Here I was thinking we’d be dealt an anti-climactic resignation over a piddly piss-up. All those times half-wit pundits, with their mundane alcoholism, lapsed anuses and hyperlinked relatives on Wikipedia, insisted that “it’s over” for Boris, only for such prospects to be dashed when a big fat *nothing happens*, effectively wore down the belief that Johnson could be removed at all.
However, just as a monkey could write Shakespeare if given enough attempts, journalists occasionally conjure the ability to publish something with a kernel of veracity, in this case – the government is imploding because Johnson feigned ignorance of Pincher’s pinching.

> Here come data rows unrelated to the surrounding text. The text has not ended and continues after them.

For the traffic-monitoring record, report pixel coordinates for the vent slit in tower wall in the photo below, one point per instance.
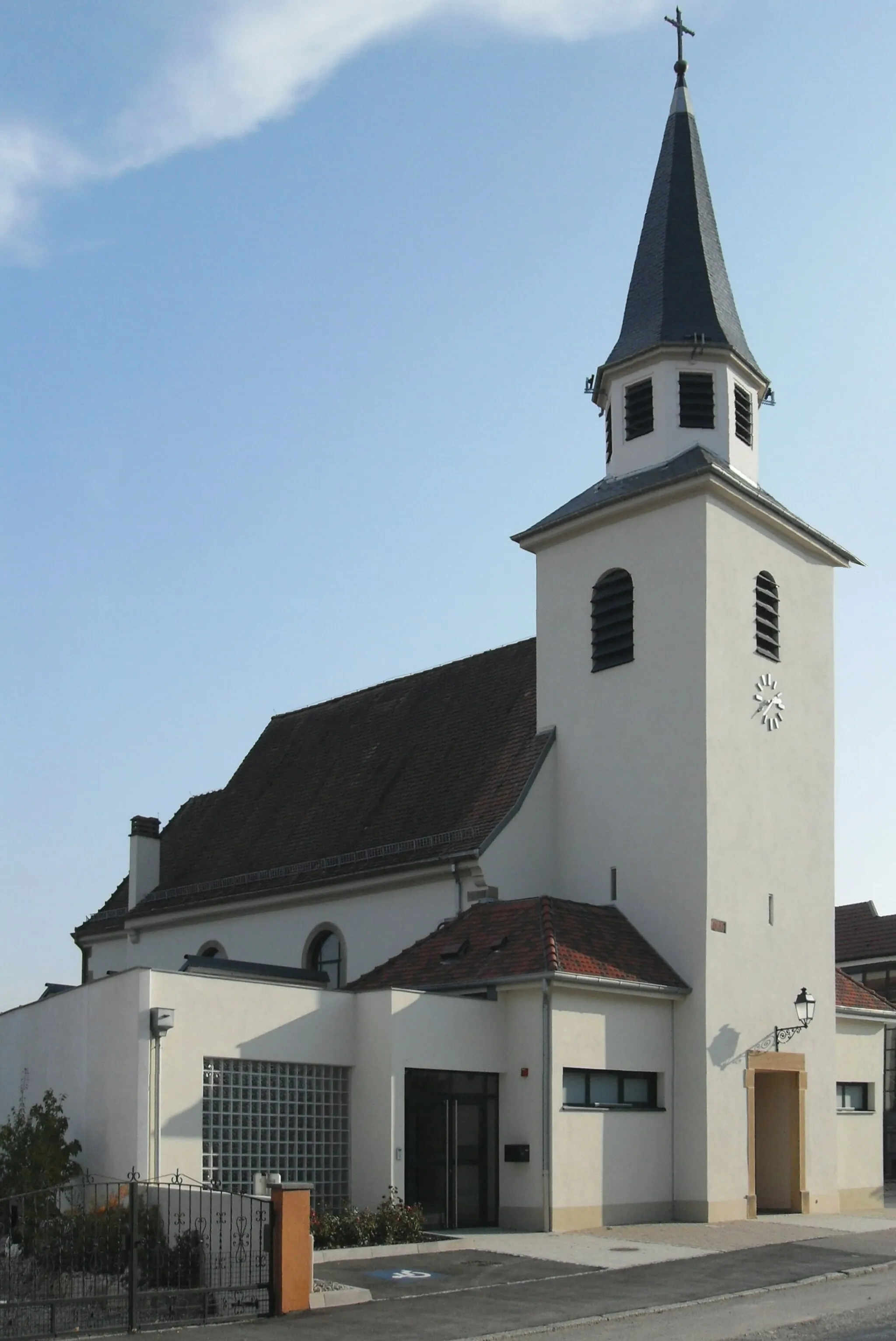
(639, 408)
(612, 620)
(696, 400)
(744, 415)
(768, 631)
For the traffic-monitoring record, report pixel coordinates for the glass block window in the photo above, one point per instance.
(277, 1117)
(639, 408)
(768, 617)
(744, 415)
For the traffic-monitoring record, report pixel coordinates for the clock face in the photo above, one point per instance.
(770, 708)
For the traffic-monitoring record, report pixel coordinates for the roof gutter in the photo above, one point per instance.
(880, 1017)
(515, 808)
(585, 981)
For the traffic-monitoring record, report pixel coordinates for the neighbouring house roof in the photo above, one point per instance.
(407, 771)
(680, 290)
(858, 997)
(524, 938)
(248, 971)
(860, 932)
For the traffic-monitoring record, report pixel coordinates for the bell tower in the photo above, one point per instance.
(680, 373)
(686, 664)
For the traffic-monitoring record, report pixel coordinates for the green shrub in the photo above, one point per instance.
(34, 1151)
(391, 1222)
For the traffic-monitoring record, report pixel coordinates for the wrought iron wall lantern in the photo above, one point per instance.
(805, 1008)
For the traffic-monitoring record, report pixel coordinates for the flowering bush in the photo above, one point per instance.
(391, 1222)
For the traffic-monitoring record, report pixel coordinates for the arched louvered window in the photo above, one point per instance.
(768, 632)
(612, 620)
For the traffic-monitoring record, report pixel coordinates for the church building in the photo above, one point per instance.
(542, 938)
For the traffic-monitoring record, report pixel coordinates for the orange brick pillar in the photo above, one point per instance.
(291, 1271)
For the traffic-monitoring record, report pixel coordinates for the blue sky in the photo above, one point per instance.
(300, 297)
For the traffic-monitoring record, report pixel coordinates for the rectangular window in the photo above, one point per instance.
(696, 400)
(744, 415)
(852, 1097)
(277, 1117)
(639, 408)
(608, 1089)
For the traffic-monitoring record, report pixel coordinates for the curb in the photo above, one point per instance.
(546, 1329)
(336, 1299)
(387, 1250)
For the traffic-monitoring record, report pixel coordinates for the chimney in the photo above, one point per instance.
(145, 844)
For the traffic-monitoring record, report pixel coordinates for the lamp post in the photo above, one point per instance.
(805, 1008)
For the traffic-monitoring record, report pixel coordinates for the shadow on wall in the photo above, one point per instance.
(724, 1049)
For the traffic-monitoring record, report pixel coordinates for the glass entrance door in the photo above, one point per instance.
(451, 1136)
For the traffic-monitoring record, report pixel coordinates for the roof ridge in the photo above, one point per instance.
(446, 922)
(412, 675)
(549, 936)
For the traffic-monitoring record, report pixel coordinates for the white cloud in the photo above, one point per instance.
(238, 63)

As funny as it is to see Boris’ top guys do a 180 in less than 24 hours, contrasted to the inexhaustible ride-or-die energy of Nadine Dorries, you came here for Insightful Political Commentary; a lucid outline of What is To Be Done, you came here for The Ideas. Very well, ladies and gentlemen. After all, chaos is a ladder.
Like most conservatives, I am torn between my hatred of Johnson and my hatred of full-time Johnson-haters. The former was handed an unconstrained sledgehammer to smash the Blairite machine. Criminally underutilised, it was primarily used for tasks completely incongruent with the telos of a sledgehammer – Building Back Better, Levelling Up, etc.
Adding insult to injury, the constructivist rhetoric was entirely devoid of actual construction. Housing prices continue to climb, the borders are wide open, the tax burden continues to punish the most productive, supply-side solutions to energy problems are practically non-existent, and all ‘attempts’ at resolving [REDACTED] have mounted to nothing more than superficial lip service to whip up momentary support from disaffected voters. For a man versed in the classics, Boris should know Heraclitus’ First Cause – Construction and Destruction were born joined at the hip, the fire which festers within a blacksmith’s forge and the fire which springs from a Molotov cocktail are the same force.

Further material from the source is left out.